Steven Adams isn’t the best player on the floor in the Western Conference Finals between his Oklahoma City Thunder and the Golden State Warriors.
He might be the most important player, however.
Monday night in Game 1, Adams picked up where he left off. The work he did to change and define the West semifinals against the San Antonio Spurs carried into the West Finals against the reigning NBA champions.
Adams’s work primarily consists of his interior defense — specifically his rim protection — and his rebounding. Enes Kanter got torched on defense in the third quarter, finding himself in a number of situations which highlighted the Warriors’ combination of physical agility and mental acuity. However, when Adams re-entered the game, the Warriors’ dives to the rim and other actions in and around the paint ceased to remain unbothered.
Adams is nothing if not a player who bothers opponents. His strength and length are powerful deterrents near the tin, but in order for his physical attributes to matter, Adams has to be in the right spot and make the right read.
He did so with unerring accuracy in the San Antonio series — he thwarted the 3-on-1 break by the Spurs at the end of Game 2, remember — and he didn’t make a misstep at the end of Game 1 against Golden State.
VIDEO: Turnovers, sloppy possessions & rushed shooting put @warriors in uncharted territory https://t.co/4Szycft04v pic.twitter.com/drZ14D0nnI
— Courtney Cronin (@CourtneyRCronin) May 17, 2016
The Warriors will say that they just didn’t play the way they’re supposed to play in the fourth quarter of Game 1. They’d be right to make such a claim. Some of those turnovers were the products of pure panic, an unsettled state which stood in marked contrast to the champions’ 60-point first half. To an extent, a number of the Warriors’ mistakes were unforced. They were not the immediate or direct results of anything the Thunder did.

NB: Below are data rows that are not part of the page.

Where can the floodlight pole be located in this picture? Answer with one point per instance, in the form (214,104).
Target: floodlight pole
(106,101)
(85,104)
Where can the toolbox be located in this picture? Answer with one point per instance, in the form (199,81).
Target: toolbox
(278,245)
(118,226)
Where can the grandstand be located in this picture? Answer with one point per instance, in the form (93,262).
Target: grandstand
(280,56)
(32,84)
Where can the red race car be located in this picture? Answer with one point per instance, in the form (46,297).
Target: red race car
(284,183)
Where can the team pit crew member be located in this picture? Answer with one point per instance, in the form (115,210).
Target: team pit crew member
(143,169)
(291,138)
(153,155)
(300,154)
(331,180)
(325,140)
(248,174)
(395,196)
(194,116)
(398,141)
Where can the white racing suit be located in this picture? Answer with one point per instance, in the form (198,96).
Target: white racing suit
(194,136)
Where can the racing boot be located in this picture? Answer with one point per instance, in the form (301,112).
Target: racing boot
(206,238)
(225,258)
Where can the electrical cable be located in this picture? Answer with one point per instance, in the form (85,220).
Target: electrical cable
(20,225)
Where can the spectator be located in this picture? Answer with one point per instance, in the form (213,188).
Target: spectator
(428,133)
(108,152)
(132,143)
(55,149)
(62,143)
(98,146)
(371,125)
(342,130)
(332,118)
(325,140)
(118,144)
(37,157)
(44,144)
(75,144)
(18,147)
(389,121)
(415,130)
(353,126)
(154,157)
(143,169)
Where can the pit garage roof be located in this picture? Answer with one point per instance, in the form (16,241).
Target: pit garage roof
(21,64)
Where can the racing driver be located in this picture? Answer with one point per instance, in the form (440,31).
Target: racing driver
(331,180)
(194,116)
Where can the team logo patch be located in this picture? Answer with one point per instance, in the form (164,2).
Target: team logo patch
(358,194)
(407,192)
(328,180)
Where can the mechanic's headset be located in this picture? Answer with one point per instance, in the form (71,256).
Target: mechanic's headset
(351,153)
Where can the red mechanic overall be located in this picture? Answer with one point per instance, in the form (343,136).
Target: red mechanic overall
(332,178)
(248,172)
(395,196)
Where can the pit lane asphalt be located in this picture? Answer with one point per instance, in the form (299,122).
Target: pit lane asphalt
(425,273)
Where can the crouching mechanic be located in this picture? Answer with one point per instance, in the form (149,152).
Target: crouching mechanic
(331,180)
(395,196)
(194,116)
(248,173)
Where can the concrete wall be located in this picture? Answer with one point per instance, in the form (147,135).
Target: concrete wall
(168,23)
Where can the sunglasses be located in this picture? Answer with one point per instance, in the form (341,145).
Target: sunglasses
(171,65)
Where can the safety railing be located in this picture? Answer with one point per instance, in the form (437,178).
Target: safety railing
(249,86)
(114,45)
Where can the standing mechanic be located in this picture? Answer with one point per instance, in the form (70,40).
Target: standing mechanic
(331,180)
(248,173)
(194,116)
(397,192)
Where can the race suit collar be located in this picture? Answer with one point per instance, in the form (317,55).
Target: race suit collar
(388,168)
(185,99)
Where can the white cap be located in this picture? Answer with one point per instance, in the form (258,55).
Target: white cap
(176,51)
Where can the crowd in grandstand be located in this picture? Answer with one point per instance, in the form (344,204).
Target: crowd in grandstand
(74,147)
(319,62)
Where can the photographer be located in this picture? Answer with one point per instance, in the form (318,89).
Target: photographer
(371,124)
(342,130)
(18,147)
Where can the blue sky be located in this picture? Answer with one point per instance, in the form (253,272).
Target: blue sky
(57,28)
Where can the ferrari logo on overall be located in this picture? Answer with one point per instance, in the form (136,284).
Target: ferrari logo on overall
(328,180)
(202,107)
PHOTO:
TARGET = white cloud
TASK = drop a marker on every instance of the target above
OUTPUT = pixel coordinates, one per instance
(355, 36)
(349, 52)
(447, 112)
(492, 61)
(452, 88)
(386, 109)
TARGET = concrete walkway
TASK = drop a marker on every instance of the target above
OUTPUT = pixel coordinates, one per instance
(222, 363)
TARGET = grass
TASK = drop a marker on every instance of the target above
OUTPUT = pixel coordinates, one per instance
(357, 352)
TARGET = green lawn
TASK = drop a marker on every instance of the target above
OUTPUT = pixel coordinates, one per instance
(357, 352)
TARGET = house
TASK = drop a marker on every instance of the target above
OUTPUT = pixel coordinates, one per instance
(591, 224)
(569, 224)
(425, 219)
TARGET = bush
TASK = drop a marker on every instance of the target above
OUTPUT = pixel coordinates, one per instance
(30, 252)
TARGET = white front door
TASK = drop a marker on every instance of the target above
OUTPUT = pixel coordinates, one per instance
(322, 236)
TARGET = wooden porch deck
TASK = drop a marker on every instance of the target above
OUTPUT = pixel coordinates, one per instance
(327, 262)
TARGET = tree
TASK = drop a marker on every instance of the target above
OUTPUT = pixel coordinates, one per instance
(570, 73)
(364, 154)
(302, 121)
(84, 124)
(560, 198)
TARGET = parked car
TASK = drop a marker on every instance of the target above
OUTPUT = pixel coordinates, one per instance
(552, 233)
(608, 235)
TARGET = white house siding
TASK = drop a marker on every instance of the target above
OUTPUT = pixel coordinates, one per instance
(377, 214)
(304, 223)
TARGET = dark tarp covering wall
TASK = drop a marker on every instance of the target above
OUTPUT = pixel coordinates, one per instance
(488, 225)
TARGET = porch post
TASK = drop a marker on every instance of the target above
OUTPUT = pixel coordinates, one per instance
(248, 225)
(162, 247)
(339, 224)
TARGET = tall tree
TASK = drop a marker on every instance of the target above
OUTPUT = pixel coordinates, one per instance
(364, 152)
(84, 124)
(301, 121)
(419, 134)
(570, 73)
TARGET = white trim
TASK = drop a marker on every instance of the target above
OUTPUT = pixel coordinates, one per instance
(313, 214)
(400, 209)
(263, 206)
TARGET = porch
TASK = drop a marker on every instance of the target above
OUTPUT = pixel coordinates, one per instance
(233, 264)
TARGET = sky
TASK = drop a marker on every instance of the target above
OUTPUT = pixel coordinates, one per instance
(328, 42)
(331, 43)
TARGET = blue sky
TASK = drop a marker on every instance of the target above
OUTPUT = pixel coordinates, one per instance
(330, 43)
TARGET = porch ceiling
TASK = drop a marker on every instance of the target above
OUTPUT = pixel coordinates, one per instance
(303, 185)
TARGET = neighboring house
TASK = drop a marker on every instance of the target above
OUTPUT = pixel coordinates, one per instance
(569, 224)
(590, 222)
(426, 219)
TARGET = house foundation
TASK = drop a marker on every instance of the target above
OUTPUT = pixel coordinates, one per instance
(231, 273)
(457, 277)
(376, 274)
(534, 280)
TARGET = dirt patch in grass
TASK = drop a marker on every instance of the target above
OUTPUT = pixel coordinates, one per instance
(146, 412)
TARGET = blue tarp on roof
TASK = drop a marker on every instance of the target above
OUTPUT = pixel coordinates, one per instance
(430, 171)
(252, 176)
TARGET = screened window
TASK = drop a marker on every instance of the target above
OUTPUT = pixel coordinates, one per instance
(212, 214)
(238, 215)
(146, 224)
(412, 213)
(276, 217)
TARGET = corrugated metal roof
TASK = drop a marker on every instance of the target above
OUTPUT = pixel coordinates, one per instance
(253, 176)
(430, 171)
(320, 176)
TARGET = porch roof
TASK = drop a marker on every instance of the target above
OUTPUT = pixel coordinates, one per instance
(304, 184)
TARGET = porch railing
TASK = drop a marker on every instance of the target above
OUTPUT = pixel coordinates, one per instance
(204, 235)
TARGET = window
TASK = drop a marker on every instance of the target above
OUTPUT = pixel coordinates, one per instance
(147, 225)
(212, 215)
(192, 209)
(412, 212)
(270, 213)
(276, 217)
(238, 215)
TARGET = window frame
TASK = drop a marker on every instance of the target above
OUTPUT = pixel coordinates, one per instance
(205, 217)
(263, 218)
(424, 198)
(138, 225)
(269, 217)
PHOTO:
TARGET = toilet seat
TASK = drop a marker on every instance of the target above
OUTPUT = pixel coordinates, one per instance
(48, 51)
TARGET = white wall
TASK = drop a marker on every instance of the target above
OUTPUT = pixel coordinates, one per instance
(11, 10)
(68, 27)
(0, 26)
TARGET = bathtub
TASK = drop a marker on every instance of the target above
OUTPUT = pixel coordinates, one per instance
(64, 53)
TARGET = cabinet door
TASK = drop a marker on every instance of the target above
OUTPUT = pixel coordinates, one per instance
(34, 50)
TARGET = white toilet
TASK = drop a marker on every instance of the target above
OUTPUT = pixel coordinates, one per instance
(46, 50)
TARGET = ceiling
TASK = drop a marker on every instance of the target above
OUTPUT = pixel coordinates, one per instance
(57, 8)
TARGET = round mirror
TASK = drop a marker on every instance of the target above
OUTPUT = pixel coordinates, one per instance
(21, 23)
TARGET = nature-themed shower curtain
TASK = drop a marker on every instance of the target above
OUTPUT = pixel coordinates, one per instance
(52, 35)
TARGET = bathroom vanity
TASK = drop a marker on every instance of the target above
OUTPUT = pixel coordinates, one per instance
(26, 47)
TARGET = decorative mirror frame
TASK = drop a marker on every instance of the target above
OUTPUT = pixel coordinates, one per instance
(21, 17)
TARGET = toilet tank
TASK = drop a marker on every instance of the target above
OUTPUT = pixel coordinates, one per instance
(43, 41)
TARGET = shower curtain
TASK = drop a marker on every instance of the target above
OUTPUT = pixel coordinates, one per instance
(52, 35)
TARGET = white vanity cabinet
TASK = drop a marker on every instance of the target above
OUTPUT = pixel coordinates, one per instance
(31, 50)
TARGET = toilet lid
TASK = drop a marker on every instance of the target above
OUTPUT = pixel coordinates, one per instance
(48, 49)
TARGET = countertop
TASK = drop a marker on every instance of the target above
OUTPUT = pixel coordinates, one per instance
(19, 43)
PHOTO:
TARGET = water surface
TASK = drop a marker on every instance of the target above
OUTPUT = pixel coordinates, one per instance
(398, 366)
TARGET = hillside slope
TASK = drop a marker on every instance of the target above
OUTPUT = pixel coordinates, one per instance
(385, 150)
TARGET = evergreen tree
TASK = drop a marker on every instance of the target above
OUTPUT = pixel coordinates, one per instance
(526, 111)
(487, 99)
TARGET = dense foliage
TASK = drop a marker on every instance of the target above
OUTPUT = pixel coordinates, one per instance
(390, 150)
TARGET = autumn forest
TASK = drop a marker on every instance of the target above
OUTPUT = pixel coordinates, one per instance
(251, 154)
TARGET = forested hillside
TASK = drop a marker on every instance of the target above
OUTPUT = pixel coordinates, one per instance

However, one must just as quickly realize that in the first half, Oklahoma City did not get to spots before the Warriors did. Golden State discovered readily available driving lanes and got to the tin with impunity. Even in the third quarter, the Warriors scored 28 points; Golden State began the fourth quarter on pace to score 117 points in Game 1.
That the champions finished with only 102 was Adams’s handiwork more than anyone else’s.
Steph Curry passed up a 12-foot floater to feed Andre Iguodala for a corner three… and Iguodala left his spot. Curry committed a head-scratching mistake late in the game, when the Warriors felt the combined squeeze of game pressure and OKC’s defense.
Curry tried to drive the baseline at times in the fourth quarter. Guess who was there?
Inside the final two minutes, Draymond Green made an effective jab-dribble move to his left, getting half a step on Adams. However, the New Zealander stayed with the play and managed to avoid bumping Draymond for a two-shot foul. His length affected the trajectory of Green’s shot, which missed. Oklahoma City naturally grabbed the rebound and made the Warriors pay an appropriate price for missing too many shots.
Adams defended guards. He defended forwards. He put a stop to any Warrior cuts or drives. He locked down the glass. He is covering so much of the court in this series and is being asked to hold together the integrity of the Thunder’s defense as the safety valve when the Warriors get past the first line of defense on the perimeter.
Adams is doing it all, and he’s doing it all with distinction.
Oh, by the way: Adams merely walked to the free throw line late in Game 1 and hit a pair of free throws to bring home this win. He made six straight pressure free throws in the second half. He added a half hook to give OKC an eight-point cushion, which came in handy after the Warriors scored five straight points on their next two possessions.
How did the Thunder win with Durant and Westbrook going 17 of 51, people are saying?
Many valid answers exist after Game 1, but Steven Adams is the best one.